Shaqiri ha qualcosa del genio, è innegabile, ma nulla dell’irrequietezza che lo potrebbero consegnare alla storia del calcio alla stregua di qualche suo più illustre collega. Geniale, ogni tanto, e incostante. Non certo sregolato, pur conoscendone la passione per il cibo della famosa catena di fast food, tenuta però sotto controllo per stare al passo con la dieta imposta agli sportivi di un certo livello (l’episodio dell’aquilotto contro la Serbia ai Mondiali di Russia altro non fu che una provocazione fuori luogo, ci vuole ben altro per farne un “bad boy” del calcio). Niente di sregolato, no, solo l’apparizione regolare dell’incostanza di rendimento lungo una carriera piena di promesse, alcune delle quali non mantenute.

Un ingaggio ingombrante

È storia recente la notizia del suo probabile addio prematuro al Lione, la compagine francese che lo ha acquistato per sei milioni di euro dal Liverpool (più altri cinque potenziali di bonus). Un divorzio preannunciato da L’Équipe, secondo cui il fantasista della Nazionale svizzera sarebbe finito sulla lista degli esuberi del club di Ligue 1 per due ragioni, entrambe però legate al suo rendimento giudicato insufficiente. Quanto meno non all’altezza dell’esborso economico sostenuto. La prima ragione è di natura sportiva, l’altra invece di carattere finanziario.

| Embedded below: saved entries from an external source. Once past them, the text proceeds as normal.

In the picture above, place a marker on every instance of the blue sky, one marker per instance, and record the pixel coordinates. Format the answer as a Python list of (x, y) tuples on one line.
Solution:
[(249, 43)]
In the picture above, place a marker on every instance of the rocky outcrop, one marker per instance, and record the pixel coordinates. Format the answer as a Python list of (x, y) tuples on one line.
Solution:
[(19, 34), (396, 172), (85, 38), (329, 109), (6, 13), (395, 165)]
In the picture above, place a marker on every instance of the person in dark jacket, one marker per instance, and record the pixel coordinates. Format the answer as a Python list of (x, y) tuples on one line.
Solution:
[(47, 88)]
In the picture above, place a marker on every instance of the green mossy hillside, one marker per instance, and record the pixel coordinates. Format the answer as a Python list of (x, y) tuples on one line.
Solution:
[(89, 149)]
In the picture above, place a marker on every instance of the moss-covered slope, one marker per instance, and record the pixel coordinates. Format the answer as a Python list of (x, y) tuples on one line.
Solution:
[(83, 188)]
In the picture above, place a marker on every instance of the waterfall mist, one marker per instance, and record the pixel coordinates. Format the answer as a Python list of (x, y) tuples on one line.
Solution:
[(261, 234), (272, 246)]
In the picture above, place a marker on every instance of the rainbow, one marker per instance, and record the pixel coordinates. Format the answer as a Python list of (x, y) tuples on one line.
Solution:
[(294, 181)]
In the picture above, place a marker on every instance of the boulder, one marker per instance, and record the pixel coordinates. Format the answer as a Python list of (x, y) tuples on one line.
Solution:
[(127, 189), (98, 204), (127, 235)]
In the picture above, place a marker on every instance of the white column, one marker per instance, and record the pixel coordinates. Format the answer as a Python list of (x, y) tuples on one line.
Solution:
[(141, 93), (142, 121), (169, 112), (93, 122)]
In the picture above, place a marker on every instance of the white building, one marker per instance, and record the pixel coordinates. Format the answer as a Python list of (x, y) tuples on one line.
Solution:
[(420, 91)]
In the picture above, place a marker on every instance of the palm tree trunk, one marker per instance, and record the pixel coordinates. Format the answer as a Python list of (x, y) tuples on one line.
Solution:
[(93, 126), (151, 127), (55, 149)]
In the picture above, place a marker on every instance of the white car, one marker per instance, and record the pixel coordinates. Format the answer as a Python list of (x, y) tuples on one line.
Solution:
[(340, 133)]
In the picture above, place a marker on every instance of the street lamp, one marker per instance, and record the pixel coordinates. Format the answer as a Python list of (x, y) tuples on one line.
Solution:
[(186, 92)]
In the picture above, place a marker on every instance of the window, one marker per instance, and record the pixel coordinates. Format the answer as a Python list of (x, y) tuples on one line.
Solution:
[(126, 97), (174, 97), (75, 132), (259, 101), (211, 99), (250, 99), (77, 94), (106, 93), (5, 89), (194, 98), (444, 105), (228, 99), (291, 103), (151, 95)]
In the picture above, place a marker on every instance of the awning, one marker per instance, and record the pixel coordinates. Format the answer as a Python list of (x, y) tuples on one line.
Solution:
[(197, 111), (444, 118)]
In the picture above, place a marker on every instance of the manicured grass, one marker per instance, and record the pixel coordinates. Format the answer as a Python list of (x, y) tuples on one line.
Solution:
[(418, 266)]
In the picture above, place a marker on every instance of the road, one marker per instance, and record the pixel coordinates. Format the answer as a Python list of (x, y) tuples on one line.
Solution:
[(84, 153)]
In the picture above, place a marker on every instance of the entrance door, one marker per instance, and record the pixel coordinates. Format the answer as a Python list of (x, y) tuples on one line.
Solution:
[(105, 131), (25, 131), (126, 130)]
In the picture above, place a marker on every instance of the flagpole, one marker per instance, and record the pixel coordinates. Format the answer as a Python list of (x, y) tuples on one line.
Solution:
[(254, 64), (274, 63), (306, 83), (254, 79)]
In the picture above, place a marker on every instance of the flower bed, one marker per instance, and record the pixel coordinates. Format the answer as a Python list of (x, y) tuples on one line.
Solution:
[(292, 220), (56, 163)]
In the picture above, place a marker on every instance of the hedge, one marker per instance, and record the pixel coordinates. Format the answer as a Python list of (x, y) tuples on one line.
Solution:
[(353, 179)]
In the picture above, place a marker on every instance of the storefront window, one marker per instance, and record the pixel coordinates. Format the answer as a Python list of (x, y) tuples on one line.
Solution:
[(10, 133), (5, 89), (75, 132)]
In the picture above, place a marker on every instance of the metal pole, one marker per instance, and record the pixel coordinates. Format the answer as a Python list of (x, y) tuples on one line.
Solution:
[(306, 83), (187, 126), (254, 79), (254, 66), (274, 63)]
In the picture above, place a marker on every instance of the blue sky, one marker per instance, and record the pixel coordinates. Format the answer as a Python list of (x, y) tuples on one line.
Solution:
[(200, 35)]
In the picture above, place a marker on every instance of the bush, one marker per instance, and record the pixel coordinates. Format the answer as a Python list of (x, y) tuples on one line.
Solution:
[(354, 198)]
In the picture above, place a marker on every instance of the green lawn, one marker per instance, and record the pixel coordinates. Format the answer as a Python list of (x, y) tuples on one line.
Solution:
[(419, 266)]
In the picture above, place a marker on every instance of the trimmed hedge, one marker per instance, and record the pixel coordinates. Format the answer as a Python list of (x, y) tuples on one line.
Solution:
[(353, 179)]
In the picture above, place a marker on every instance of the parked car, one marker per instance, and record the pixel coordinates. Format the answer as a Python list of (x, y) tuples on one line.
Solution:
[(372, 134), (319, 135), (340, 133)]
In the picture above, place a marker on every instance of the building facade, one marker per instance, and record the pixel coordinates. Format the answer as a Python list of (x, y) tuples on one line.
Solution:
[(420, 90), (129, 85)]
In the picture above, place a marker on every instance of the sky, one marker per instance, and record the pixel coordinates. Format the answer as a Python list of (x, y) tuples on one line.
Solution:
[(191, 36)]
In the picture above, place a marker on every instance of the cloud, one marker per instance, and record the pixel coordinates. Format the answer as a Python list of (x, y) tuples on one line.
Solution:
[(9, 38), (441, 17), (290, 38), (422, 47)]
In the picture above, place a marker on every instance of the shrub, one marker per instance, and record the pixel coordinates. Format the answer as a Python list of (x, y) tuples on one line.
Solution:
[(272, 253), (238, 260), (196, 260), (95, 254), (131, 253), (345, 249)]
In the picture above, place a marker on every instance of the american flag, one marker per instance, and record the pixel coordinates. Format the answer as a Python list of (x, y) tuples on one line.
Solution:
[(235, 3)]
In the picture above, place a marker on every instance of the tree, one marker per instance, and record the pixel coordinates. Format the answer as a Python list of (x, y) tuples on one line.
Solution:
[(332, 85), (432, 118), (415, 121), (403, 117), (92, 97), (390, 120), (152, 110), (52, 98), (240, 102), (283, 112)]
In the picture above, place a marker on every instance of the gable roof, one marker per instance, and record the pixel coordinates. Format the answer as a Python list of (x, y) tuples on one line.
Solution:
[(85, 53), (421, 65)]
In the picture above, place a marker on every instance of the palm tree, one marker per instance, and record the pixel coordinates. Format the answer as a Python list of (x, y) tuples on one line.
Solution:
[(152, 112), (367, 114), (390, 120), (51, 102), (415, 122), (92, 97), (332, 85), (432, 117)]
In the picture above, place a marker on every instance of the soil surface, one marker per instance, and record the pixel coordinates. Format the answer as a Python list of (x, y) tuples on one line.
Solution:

Come detto, l’investimento fatto sul nazionale rossocrociato presuppone – in sede di bilancio a metà stagione – che una rete e due assist in 13 presenze non siano ritenuti sufficienti dai dirigenti del Lione per un giocatore sul quale è stato fatto un investimento a medio-lungo termine, con un contratto valido fino al 2024. I circa 4 milioni di euro di stipendio (350’000 euro al mese) sono un fardello non da poco per un calciatore di prima fascia che non rende come dovrebbe, per una società alle prese con una complicata situazione finanziaria, resa ancor più grave dalla prospettiva di alcune partite a porte chiuse per le intemperanze dei tifosi che gradiscono poco il rendimento di una squadra che in Ligue 1 è solo tredicesima.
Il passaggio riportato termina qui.